Patients with epilepsy and a comorbid depression are more likely to suffer from treatment-resistant epilepsy, and patients with temporal lobe epilepsy undergoing epilepsy surgery are less likely to achieve full remission of auras following epilepsy surgery.

A bidirectional relationship exists between depressive disorders and epilepsy, which is probably the expression of the existence of common pathogenic mechanisms operant in both disorders and explains the high comorbidity of the two conditions.

The treatment modalities used in the management of primary depressive disorders can be applied to the management of patients with epilepsy.

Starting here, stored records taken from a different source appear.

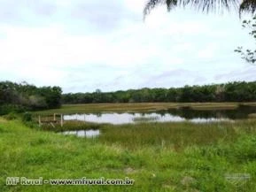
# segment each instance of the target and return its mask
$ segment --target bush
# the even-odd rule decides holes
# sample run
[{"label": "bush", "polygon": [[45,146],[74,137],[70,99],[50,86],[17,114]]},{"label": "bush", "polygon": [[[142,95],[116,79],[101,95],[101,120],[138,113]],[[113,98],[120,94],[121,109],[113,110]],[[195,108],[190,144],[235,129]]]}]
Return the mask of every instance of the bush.
[{"label": "bush", "polygon": [[7,115],[4,116],[4,118],[7,119],[7,120],[14,120],[16,119],[18,119],[18,114],[15,113],[15,112],[9,112]]},{"label": "bush", "polygon": [[32,114],[30,112],[25,112],[22,116],[23,122],[32,121]]}]

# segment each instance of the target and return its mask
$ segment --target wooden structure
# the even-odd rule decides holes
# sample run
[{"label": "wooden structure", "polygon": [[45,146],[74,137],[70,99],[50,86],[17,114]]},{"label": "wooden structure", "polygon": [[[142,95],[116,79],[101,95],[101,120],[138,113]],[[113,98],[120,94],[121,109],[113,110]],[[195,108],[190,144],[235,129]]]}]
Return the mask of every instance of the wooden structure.
[{"label": "wooden structure", "polygon": [[[57,115],[60,115],[60,119],[57,118]],[[39,127],[41,127],[43,124],[50,124],[52,127],[55,128],[54,124],[60,124],[61,127],[63,127],[63,123],[64,123],[64,117],[63,114],[59,114],[59,113],[54,113],[53,114],[53,118],[51,117],[44,117],[42,118],[40,115],[38,116],[38,124]]]}]

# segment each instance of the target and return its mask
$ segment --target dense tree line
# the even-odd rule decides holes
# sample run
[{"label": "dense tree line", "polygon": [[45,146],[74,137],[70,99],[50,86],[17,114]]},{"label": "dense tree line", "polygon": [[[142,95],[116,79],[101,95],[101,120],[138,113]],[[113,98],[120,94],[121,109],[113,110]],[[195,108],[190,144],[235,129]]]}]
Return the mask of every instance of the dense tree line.
[{"label": "dense tree line", "polygon": [[255,102],[256,81],[185,86],[170,88],[141,88],[126,91],[68,93],[63,104],[143,103],[143,102]]},{"label": "dense tree line", "polygon": [[59,87],[37,88],[27,82],[0,81],[0,115],[60,107],[61,93]]}]

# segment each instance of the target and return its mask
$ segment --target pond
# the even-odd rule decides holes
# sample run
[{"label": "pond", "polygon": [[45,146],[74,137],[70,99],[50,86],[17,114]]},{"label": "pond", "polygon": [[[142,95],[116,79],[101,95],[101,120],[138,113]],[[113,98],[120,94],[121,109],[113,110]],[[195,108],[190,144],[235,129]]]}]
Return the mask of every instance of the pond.
[{"label": "pond", "polygon": [[65,120],[80,120],[95,123],[111,123],[114,125],[137,122],[181,122],[194,123],[229,121],[247,119],[251,113],[256,113],[256,107],[243,106],[236,110],[200,110],[190,108],[171,109],[151,112],[112,112],[65,115]]},{"label": "pond", "polygon": [[65,131],[62,132],[63,134],[72,134],[79,137],[94,138],[100,134],[99,130],[77,130],[77,131]]}]

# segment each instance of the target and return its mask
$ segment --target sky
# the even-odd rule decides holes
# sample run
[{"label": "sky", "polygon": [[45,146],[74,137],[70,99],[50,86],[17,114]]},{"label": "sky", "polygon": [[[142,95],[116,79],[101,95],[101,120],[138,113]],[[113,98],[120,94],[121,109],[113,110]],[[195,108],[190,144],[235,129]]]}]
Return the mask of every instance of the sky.
[{"label": "sky", "polygon": [[159,6],[144,20],[144,0],[0,4],[0,81],[64,93],[256,81],[234,52],[255,47],[237,12]]}]

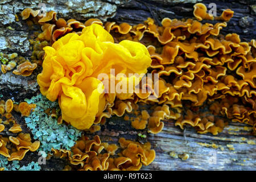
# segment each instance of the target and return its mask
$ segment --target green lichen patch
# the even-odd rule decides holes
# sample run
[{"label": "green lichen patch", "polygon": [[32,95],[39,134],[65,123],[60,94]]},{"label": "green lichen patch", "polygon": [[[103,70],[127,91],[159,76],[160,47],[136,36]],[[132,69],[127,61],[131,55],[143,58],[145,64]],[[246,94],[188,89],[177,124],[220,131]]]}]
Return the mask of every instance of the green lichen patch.
[{"label": "green lichen patch", "polygon": [[51,102],[41,94],[25,101],[28,104],[36,104],[34,111],[25,118],[25,122],[34,139],[39,140],[41,143],[38,151],[48,153],[52,148],[70,150],[75,145],[81,136],[81,131],[71,125],[58,125],[56,118],[51,117],[44,112],[48,108],[55,108],[58,114],[60,109],[57,102]]}]

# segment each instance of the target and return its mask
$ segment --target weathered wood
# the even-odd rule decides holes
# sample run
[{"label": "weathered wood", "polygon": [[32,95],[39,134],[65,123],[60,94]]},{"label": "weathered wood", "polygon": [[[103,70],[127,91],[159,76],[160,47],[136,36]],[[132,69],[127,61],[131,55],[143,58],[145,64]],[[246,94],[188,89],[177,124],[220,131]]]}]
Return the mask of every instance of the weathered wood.
[{"label": "weathered wood", "polygon": [[[49,9],[55,10],[56,7],[60,6],[56,10],[63,17],[77,18],[82,21],[85,20],[89,17],[102,18],[102,19],[113,17],[108,18],[108,20],[136,24],[142,23],[147,17],[151,17],[155,19],[156,22],[160,23],[164,17],[171,19],[193,17],[193,4],[177,4],[172,1],[102,0],[101,2],[102,5],[113,6],[113,11],[108,12],[106,9],[100,7],[94,12],[92,6],[88,10],[89,14],[86,14],[84,16],[82,13],[79,12],[77,9],[69,9],[70,5],[62,5],[61,1],[48,0],[46,2],[47,5],[52,6],[50,6]],[[193,1],[191,2],[194,2]],[[31,2],[30,4],[24,2],[23,1],[16,2],[0,0],[2,10],[8,11],[12,10],[13,7],[13,12],[10,12],[11,16],[9,18],[6,18],[5,11],[0,13],[0,20],[2,20],[0,22],[0,51],[7,53],[16,52],[26,58],[30,57],[31,51],[29,49],[28,41],[28,30],[24,22],[22,20],[15,22],[13,19],[15,19],[14,15],[21,12],[24,7],[36,7],[37,2]],[[255,1],[233,1],[231,2],[221,0],[207,0],[203,2],[207,6],[210,3],[216,3],[217,6],[217,15],[220,15],[223,10],[228,8],[235,11],[234,17],[228,23],[227,27],[223,28],[221,34],[225,35],[228,33],[237,33],[240,35],[242,41],[249,41],[251,39],[255,39],[256,37]],[[19,6],[13,7],[15,5],[19,5]],[[69,11],[68,14],[64,13],[64,10],[67,10],[67,9]],[[71,10],[73,11],[70,11]],[[106,16],[101,13],[101,10],[106,10]],[[115,15],[114,16],[115,11]],[[97,15],[99,17],[97,17]],[[241,23],[242,18],[247,16],[252,18],[253,20]],[[212,23],[214,22],[212,22]],[[245,26],[243,26],[242,24]],[[14,30],[7,28],[8,26],[11,26]],[[4,40],[3,38],[5,38]],[[17,80],[20,77],[13,76],[14,77],[11,78],[7,78],[10,79],[8,81],[4,80],[7,79],[7,75],[0,76],[0,86],[2,94],[4,95],[4,99],[15,97],[14,99],[18,101],[35,95],[36,91],[38,92],[38,86],[35,82],[36,75],[23,80]],[[31,81],[32,84],[30,84]],[[5,84],[6,82],[7,84]],[[29,86],[28,89],[24,90],[28,85]],[[18,96],[15,95],[15,93],[12,90],[14,89],[22,90],[22,94],[19,93]],[[18,90],[14,90],[14,91]],[[125,121],[122,117],[113,117],[107,119],[106,125],[102,126],[101,130],[94,134],[100,135],[104,142],[110,141],[109,142],[115,143],[117,143],[119,137],[135,139],[142,142],[150,142],[152,148],[156,151],[156,156],[155,160],[150,165],[142,167],[143,170],[255,170],[256,140],[255,136],[251,135],[251,127],[249,126],[230,122],[229,127],[225,128],[224,130],[217,136],[213,136],[210,134],[199,134],[195,129],[191,127],[187,127],[185,130],[182,130],[179,127],[174,126],[174,121],[165,121],[163,131],[159,134],[154,135],[146,133],[146,130],[135,130],[131,128],[130,121]],[[147,138],[142,139],[138,136],[139,132],[146,134]],[[88,135],[90,135],[89,134]],[[92,136],[92,134],[90,135]],[[232,150],[233,149],[234,150]],[[187,160],[173,158],[170,156],[170,152],[171,151],[175,152],[177,155],[188,154],[189,158]],[[210,164],[209,160],[213,159],[214,154],[216,154],[216,163]],[[36,154],[28,153],[21,163],[26,163],[25,161],[27,160],[34,161],[37,158]],[[55,164],[55,165],[44,166],[43,169],[61,169],[63,168],[65,164],[63,160],[54,160],[51,159],[49,162],[50,164]]]}]

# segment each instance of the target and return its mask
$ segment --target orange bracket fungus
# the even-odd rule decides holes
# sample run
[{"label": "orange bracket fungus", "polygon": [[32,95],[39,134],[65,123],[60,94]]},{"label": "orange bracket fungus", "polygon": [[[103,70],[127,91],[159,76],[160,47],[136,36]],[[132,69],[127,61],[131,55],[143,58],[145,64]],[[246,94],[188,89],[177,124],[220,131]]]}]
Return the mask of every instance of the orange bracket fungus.
[{"label": "orange bracket fungus", "polygon": [[17,66],[17,69],[14,70],[13,73],[16,75],[22,75],[23,76],[28,76],[32,74],[33,71],[36,68],[36,67],[37,64],[36,63],[26,61],[19,64]]}]

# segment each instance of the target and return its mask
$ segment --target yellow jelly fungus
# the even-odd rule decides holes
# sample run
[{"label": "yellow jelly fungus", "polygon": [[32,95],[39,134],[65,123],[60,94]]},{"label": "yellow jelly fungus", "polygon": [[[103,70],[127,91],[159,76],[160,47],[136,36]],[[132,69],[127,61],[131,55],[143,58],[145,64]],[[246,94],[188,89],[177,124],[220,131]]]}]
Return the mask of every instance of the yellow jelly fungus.
[{"label": "yellow jelly fungus", "polygon": [[129,80],[129,73],[146,73],[151,63],[144,46],[127,40],[114,43],[96,23],[84,28],[81,35],[68,34],[44,50],[43,71],[38,76],[41,93],[52,101],[58,99],[62,118],[81,130],[90,128],[109,101],[107,94],[100,92],[106,88],[98,79],[100,74],[110,78],[114,69],[112,76],[123,73]]}]

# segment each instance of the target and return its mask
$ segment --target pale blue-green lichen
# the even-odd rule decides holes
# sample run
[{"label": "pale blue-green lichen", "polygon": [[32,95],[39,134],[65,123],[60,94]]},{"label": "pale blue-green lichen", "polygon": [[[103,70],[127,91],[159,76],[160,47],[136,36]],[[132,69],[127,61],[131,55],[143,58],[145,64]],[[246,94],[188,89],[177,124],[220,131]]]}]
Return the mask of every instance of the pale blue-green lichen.
[{"label": "pale blue-green lichen", "polygon": [[38,162],[34,161],[27,166],[20,167],[19,160],[9,162],[7,158],[0,155],[0,168],[3,167],[5,171],[40,171],[41,167]]},{"label": "pale blue-green lichen", "polygon": [[0,168],[3,167],[5,171],[16,171],[20,168],[18,160],[9,162],[7,158],[0,155]]},{"label": "pale blue-green lichen", "polygon": [[81,135],[81,131],[71,125],[58,125],[57,119],[48,115],[44,111],[48,108],[55,108],[56,114],[60,109],[57,102],[51,102],[41,94],[31,99],[25,99],[28,104],[35,104],[36,107],[29,117],[25,118],[27,127],[31,130],[34,139],[41,144],[38,151],[46,153],[52,148],[70,150]]},{"label": "pale blue-green lichen", "polygon": [[38,162],[35,163],[34,161],[27,164],[23,166],[19,169],[19,171],[40,171],[41,167]]}]

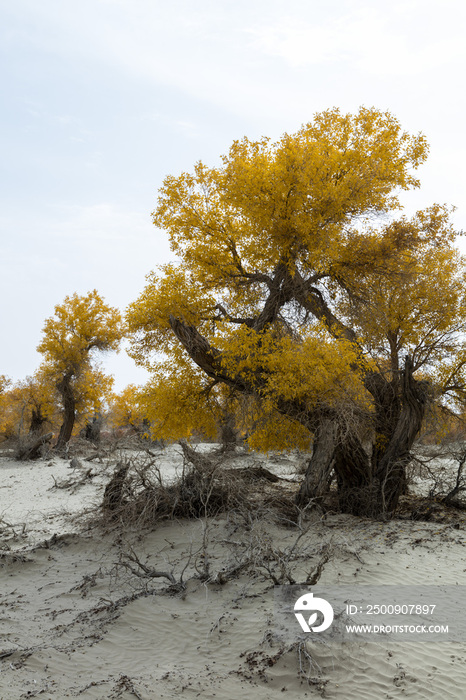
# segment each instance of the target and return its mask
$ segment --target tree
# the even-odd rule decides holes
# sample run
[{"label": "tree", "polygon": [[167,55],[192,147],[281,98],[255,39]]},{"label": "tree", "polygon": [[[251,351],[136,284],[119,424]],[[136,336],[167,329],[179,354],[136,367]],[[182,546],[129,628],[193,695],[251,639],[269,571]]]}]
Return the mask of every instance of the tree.
[{"label": "tree", "polygon": [[390,516],[429,401],[464,395],[449,211],[391,218],[426,157],[391,114],[333,109],[277,143],[235,141],[221,167],[160,190],[154,223],[178,262],[128,310],[132,355],[159,373],[189,364],[198,394],[247,396],[258,447],[312,437],[300,503],[335,472],[342,510]]},{"label": "tree", "polygon": [[113,428],[130,428],[135,433],[148,430],[149,422],[142,403],[141,387],[128,384],[109,402],[109,423]]},{"label": "tree", "polygon": [[78,412],[101,407],[113,379],[96,367],[97,353],[117,350],[122,337],[118,309],[105,304],[96,290],[65,297],[45,321],[37,350],[44,355],[41,371],[53,381],[63,409],[57,448],[70,440]]}]

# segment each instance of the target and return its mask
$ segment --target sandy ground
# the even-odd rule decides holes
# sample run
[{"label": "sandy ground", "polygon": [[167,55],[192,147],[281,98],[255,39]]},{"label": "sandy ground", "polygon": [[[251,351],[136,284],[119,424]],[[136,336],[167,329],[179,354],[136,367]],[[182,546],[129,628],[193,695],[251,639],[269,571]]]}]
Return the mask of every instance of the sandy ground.
[{"label": "sandy ground", "polygon": [[[287,479],[299,459],[261,458]],[[328,551],[320,586],[464,585],[459,514],[387,523],[316,514],[300,530],[258,509],[165,521],[148,533],[102,530],[89,511],[115,461],[80,457],[73,468],[69,459],[0,457],[0,698],[466,697],[466,644],[287,647],[273,614],[272,577],[304,580]],[[179,448],[161,451],[158,464],[173,479]],[[136,576],[129,557],[167,576]],[[247,557],[254,570],[241,568]],[[221,585],[218,572],[235,567]]]}]

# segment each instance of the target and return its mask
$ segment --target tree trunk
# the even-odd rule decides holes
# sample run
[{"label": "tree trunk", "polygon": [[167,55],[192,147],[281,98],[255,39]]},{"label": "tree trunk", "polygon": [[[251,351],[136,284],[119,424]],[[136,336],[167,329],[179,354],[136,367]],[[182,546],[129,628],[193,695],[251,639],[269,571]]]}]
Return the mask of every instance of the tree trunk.
[{"label": "tree trunk", "polygon": [[235,417],[225,412],[220,423],[220,437],[222,440],[222,452],[234,452],[236,449],[237,433]]},{"label": "tree trunk", "polygon": [[57,384],[57,389],[61,394],[63,401],[63,423],[58,435],[56,450],[61,450],[66,443],[70,441],[73,432],[74,421],[76,419],[76,401],[71,385],[71,375],[66,374],[63,379]]},{"label": "tree trunk", "polygon": [[33,433],[39,434],[42,432],[42,426],[46,421],[47,419],[42,415],[40,406],[39,408],[33,408],[31,413],[31,423],[29,425],[29,435],[32,435]]},{"label": "tree trunk", "polygon": [[100,430],[102,428],[102,416],[99,414],[93,416],[92,420],[87,421],[84,428],[84,438],[91,442],[100,442]]},{"label": "tree trunk", "polygon": [[335,463],[336,441],[335,420],[323,419],[314,433],[312,457],[296,497],[298,505],[307,505],[311,500],[320,502],[327,493]]},{"label": "tree trunk", "polygon": [[375,469],[380,513],[391,515],[405,485],[405,468],[411,460],[411,448],[425,415],[429,384],[413,377],[413,362],[407,356],[402,376],[401,412],[391,440]]},{"label": "tree trunk", "polygon": [[315,431],[314,451],[297,496],[301,505],[321,500],[332,469],[340,509],[365,517],[391,517],[406,485],[405,469],[425,414],[428,383],[413,378],[406,358],[401,380],[371,379],[374,396],[374,444],[371,456],[356,433],[343,432],[338,419],[324,419]]}]

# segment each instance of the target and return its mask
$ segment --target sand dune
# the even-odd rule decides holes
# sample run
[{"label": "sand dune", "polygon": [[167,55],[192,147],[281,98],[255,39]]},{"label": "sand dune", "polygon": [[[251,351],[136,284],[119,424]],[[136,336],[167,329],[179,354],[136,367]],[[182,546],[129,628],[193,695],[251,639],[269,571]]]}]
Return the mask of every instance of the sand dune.
[{"label": "sand dune", "polygon": [[[271,456],[265,466],[291,479],[296,459]],[[316,514],[301,534],[272,513],[249,523],[233,513],[166,521],[143,534],[105,532],[82,512],[101,500],[112,464],[82,462],[95,476],[58,489],[71,475],[79,481],[69,460],[0,460],[3,700],[466,697],[466,644],[280,644],[267,571],[277,573],[277,552],[294,546],[288,565],[300,580],[327,547],[320,586],[461,586],[464,518],[382,523]],[[160,464],[173,478],[179,450],[161,453]],[[131,552],[178,585],[135,576],[124,566]],[[247,552],[255,570],[212,582]],[[202,580],[207,569],[211,582]]]}]

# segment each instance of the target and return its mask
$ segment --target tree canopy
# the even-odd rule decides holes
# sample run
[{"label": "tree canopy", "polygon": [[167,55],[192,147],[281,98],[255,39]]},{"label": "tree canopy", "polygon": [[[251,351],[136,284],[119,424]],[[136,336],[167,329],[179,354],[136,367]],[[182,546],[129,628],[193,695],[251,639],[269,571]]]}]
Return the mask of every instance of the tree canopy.
[{"label": "tree canopy", "polygon": [[301,501],[335,471],[343,509],[393,512],[429,400],[464,395],[450,212],[394,218],[427,151],[387,112],[332,109],[276,143],[235,141],[220,167],[160,190],[154,223],[177,262],[128,310],[132,355],[172,410],[191,397],[185,429],[227,389],[254,407],[255,446],[310,436]]},{"label": "tree canopy", "polygon": [[55,315],[45,321],[37,350],[44,355],[40,371],[53,383],[62,404],[57,447],[69,441],[77,413],[99,410],[110,394],[113,378],[100,370],[96,356],[117,350],[122,333],[120,312],[96,290],[65,297],[55,307]]}]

Historical note and terminology

The close and complex relationship between depressive disorders and epilepsy has recognized for 26 centuries, when Hippocrates wrote: “melancholics become epileptics and epileptics melancholics.” In that statement, Hippocrates suggested the existence of a bidirectional relationship between the two disorders whereby “having depression increases the risk of developing epilepsy and vice-versa.” This observation was confirmed in population-based studies performed in the 20th and 21Ist centuries. The advent of modern psychiatry recognized the clinical similarities between depressive disorders of patients with epilepsy and primary depressive disorders. Yet, in 1923 Kraepelin suggested that depressive disorders in patients with epilepsy could also have a pleomorphic presentation that included symptoms of depression, anxiety, irritability, and pain as well as hypomanic symptoms, all of which increased in severity during the peri-ictal period (eg, preceding or following a seizure). These observations were confirmed by Bleuler in the 1940s and Gastaut 10 years later. Blumer coined the term of “interictal dysphoric disorder of epilepsy” to describe this form of depression in patients with epilepsy (10). Other authors have suggested that this form of depression is not specific to patients with epilepsy, as it has been identified in patients with migraine (69).